I’ve heard the you’re working too many hours advice hundreds of times since starting Printfection back in 2004. I’m only now starting to believe it.
It really is great advice. And the advice applies to anything you’re passionate about, not just starting a company.
Take it easy. This whole startup thing, this whole rush thing. You’re thinking about it as ‘I’m going to put in all this work right now and then I can just coast away from there. It’s never going to be less work. In some ways, it’s just going to get to be more work. So if you setup your practices right now of working 14 hours a day, 7 days a week, you’re just going to be stuck in that treadmill for the rest of your time working. The patterns you set, the practices you choose to adopt when you’re a startup will stick with you.
Kevin and I used to keep track of how many hours we were working each day. And god forbid, if we took a day off we made a note in our spreadsheet to justify the time off. We were really hard on ourselves.
An example note in my spreadsheet: Family in town – 1/2 day.
How pathetic! When family comes to town once a year, take the day off and don’t worry about it! No need to justify spending time with family.
But if you’re in the early stages of your startup, you probably think I’m full of shit.
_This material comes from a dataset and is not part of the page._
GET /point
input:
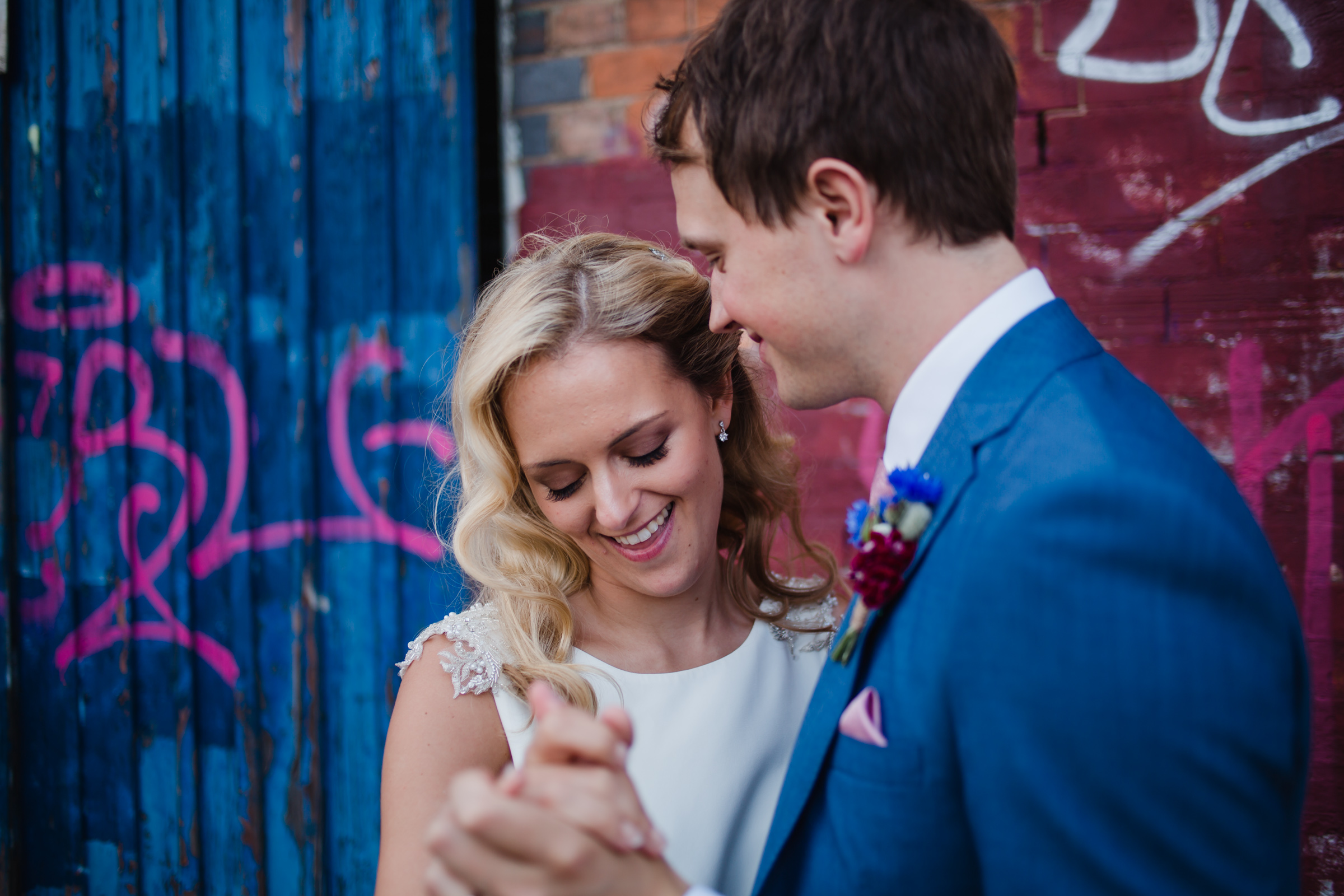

Maybe you’re keeping track of your hours like I was. And you probably think I’m just another idiot with a blog. So be it. But I’m going to give some advice anyways:
Looking back, I could have worked a lot smarter and spent more time thinking about what would really move our business forward. And what stuff I was doing that had little impact. I would have got 80% as much done. And probably been a lot happier overall.
There’s a period of a few years between 2005-2008 I barely remember. Thinking back, I can hardly remember fun stuff outside of work I did during those years. All I remember is we worked every day, all day. That’s no way to live your life!
While we’ve cut back our hours, we still work way more than 40 hours a week. Someday I hope to work just 40 hours a week and still double revenues every year. That would be an accomplishment!
But for now, we’ve learned to take most weekends off, a weekday here or there, long weekend trips now and then, and generally try to have a semi-balanced life.
And you know what? Our business is better than ever!
It really is a marathon. There will never be less work. Yes, you’ll eventually hire more people. But then you have to manage them and figure out more strategy and deal with more problems. And when you get more customers, there will be more requests and more things to do.
Work doesn’t pause for life. It’s up to you to take control, set a realistic schedule, and live your life in a way that makes you happy.
Still don’t believe me? Wait 5 years and re-read this post. You’ll have either burned out and killed your own startup, or changed your mind!
PS – if I’m slow to respond to comments that’s because I’m currently in Spain on my first two week vacation, ever!